I am sure you viewed my flatbed dump bed build. My frame is the same as yours. Find a regular flat bed and convert it to dump. Those prices are spot on. People have asked me to copy mine and how much would it be. Nothing less than 6k I tell them. Getting the junk Pierce scissors kit to fit in the center of the frame which is what you think would be the norm, nope they tell you to off set it cause it will hit the gas tank. I modified my scissor kit extensively. If I had to do it again I would build my own scissor kit. I had to to tons of other mods to get my scissor to fit. Tank mounts modified, tank shield modified and a host of other stuff. However when you look under the truck you cannot tell where I modified the tank mounts or the other stuff. Good luck.
T.J.


----------



## JustJeff (Sep 9, 2009)

http://www.dumperdogg.com/. ???


----------



## SnowFakers (Dec 31, 2012)

Harleyjeff;2096789 said:


> http://www.dumperdogg.com/. ???


Bed has rusted through. If I were to fix the rust(or buy a take off bed, which is nearly the same price) and then add a dump insert it would be close to same price... as well as I cant side load pallets and other things


----------



## SnowFakers (Dec 31, 2012)

TJS;2096783 said:


> I am sure you viewed my flatbed dump bed build. My frame is the same as yours. Find a regular flat bed and convert it to dump. Those prices are spot on. People have asked me to copy mine and how much would it be. Nothing less than 6k I tell them. Getting the junk Pierce scissors kit to fit in the center of the frame which is what you think would be the norm, nope they tell you to off set it cause it will hit the gas tank. I modified my scissor kit extensively. If I had to do it again I would build my own scissor kit. I had to to tons of other mods to get my scissor to fit. Tank mounts modified, tank shield modified and a host of other stuff. However when you look under the truck you cannot tell where I modified the tank mounts or the other stuff. Good luck.
> T.J.


I did read your whole build, I am very impressed actually. Im not sure if I have the patience to do it myself, even though I have the tools. Glad to know the prices they gave arent insane, but there is no way im spending that much on an 8 thousand dollar truck


----------



## tjctransport (Nov 22, 2008)

anyone that tells you a cab chassis has a wider frame than a pickup does is blowing smoke up your ass. a C/C has a NARROWER FRAME than a pickup does.

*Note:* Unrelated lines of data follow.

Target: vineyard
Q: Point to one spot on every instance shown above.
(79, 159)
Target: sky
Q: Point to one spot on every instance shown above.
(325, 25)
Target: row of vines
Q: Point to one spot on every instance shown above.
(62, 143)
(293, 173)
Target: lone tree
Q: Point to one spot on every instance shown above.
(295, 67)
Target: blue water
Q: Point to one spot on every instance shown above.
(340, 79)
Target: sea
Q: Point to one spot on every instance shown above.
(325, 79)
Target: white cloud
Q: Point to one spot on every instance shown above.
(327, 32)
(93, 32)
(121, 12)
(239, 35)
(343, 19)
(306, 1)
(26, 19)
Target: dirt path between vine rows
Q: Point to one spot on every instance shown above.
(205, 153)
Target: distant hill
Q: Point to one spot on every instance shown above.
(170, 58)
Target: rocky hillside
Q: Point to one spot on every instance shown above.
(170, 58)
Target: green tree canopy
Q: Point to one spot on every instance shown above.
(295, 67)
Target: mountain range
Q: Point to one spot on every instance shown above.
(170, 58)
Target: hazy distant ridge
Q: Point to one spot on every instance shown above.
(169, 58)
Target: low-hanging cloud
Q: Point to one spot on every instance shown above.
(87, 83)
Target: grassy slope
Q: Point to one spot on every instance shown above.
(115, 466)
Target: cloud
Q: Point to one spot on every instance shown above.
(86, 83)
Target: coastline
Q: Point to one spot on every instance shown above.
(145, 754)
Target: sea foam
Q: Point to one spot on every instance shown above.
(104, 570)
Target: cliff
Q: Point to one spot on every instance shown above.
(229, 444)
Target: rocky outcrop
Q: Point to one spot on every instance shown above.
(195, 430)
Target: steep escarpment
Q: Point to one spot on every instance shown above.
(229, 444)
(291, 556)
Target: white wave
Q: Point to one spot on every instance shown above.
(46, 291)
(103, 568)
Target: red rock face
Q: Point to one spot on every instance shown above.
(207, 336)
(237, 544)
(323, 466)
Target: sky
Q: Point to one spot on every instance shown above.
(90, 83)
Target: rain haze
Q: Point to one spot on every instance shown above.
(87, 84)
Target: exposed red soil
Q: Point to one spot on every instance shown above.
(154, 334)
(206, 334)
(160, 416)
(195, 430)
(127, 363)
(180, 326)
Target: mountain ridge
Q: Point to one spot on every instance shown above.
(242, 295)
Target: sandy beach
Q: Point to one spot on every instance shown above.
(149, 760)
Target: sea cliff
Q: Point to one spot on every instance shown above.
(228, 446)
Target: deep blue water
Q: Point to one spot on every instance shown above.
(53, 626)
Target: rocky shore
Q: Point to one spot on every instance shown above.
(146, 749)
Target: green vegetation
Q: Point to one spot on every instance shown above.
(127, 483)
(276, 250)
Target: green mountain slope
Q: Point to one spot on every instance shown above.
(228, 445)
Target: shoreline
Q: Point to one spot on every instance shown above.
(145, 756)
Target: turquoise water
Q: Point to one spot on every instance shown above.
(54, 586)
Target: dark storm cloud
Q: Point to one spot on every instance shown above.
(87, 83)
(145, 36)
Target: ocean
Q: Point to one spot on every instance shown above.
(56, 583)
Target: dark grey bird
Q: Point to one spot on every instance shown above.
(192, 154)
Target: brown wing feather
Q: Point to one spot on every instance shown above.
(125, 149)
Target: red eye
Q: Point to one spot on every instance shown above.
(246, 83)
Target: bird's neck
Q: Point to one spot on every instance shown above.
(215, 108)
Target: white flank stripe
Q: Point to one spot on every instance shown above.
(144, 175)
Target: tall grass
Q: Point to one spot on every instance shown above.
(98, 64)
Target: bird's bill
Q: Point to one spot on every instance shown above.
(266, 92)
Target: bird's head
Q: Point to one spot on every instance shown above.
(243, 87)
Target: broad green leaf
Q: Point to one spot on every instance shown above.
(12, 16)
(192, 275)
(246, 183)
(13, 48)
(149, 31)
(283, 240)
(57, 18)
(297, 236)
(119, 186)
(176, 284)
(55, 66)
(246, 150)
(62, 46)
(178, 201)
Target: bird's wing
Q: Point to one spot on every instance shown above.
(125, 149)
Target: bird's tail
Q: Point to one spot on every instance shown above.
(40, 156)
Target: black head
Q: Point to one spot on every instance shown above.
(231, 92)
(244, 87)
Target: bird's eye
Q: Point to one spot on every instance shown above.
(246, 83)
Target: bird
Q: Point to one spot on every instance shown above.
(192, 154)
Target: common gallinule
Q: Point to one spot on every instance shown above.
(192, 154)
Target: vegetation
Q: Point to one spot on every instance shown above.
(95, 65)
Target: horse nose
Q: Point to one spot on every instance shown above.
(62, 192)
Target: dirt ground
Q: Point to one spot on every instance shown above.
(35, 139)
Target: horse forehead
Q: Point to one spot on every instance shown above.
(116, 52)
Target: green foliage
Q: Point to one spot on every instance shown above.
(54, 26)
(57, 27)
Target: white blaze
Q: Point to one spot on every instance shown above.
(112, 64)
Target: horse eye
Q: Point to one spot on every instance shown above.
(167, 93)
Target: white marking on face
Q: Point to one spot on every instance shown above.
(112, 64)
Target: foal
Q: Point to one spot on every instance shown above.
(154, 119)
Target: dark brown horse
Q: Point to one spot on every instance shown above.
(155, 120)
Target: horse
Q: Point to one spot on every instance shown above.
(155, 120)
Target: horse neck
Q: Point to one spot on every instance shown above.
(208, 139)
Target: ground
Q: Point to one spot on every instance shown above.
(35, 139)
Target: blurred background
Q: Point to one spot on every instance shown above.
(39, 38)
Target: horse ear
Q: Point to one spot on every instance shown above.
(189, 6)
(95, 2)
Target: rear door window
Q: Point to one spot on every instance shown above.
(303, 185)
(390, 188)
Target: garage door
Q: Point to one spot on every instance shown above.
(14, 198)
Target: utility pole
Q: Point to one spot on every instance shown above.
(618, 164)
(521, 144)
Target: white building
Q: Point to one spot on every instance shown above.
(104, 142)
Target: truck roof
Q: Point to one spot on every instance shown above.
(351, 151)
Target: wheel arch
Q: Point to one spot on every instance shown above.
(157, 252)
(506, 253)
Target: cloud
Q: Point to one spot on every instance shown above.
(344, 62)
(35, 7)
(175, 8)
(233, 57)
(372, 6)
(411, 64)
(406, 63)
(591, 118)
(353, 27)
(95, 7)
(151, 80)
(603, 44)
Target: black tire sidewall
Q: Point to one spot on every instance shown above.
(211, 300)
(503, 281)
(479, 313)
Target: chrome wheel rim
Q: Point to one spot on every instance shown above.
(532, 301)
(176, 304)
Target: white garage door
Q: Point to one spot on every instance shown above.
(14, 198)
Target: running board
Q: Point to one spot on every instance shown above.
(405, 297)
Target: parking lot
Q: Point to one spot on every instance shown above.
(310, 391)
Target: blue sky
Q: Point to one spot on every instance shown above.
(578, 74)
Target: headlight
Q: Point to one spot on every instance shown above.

i have a scott lite aluminum flatbed with dump kit on my 04 F350 i took off a 79 F-350 with external pistons. 
they still make the scott lite bodys:
http://www.tafcoequip.com/


----------



## ScubaSteve728 (Jan 17, 2012)

Check this guy out her in RI he builds custom flatbeds and dumps. I almost had him build me a flatbed when my bed rusted through however I found a new take off bed for my truck. His work looks pretty nice and reasonably priced he can also customize it however you want. 
http://www.eastcoastpowdermag.com/index.php?page=products
I could help you find a new take off bed easily if you do decide to go that route.


----------



## Snow Commandor (Jan 30, 2011)

ScubaSteve728;2097001 said:


> Check this guy out her in RI he builds custom flatbeds and dumps. I almost had him build me a flatbed when my bed rusted through however I found a new take off bed for my truck. His work looks pretty nice and reasonably priced he can also customize it however you want.
> http://www.eastcoastpowdermag.com/index.php?page=products
> I could help you find a new take off bed easily if you do decide to go that route.


I have an all aluminum stake pocket flatbed that was taken off an f350. U would have to figure out the dump kit on your own as I don't have the answer to that. If interested, PM me.


----------



## G.Landscape (Oct 20, 2011)

http://truckcraft.com/products/dumping-aluminum-flatbeds/


----------



## mbreaker72 (Feb 8, 2011)

I had a flatbed dump build by Fred from http://www.eastcoastpowdermag.com/index.php?page=products. The gray F-350 is my truck in his picture gallery. He will build you anything you want. I also have a white F-250 bed for sale


----------



## TJS (Oct 22, 2003)

Snow Commandor;2097012 said:


> I have an all aluminum stake pocket flatbed that was taken off an f350. U would have to figure out the dump kit on your own as I don't have the answer to that. If interested, PM me.


Making the mounts and hinges to adapt to an over the counter plain jane dump kit designed for a pickup body is the easy part. The pain part is where they locate the main support for the scissor on the crossmembers as there are many components in the way.


----------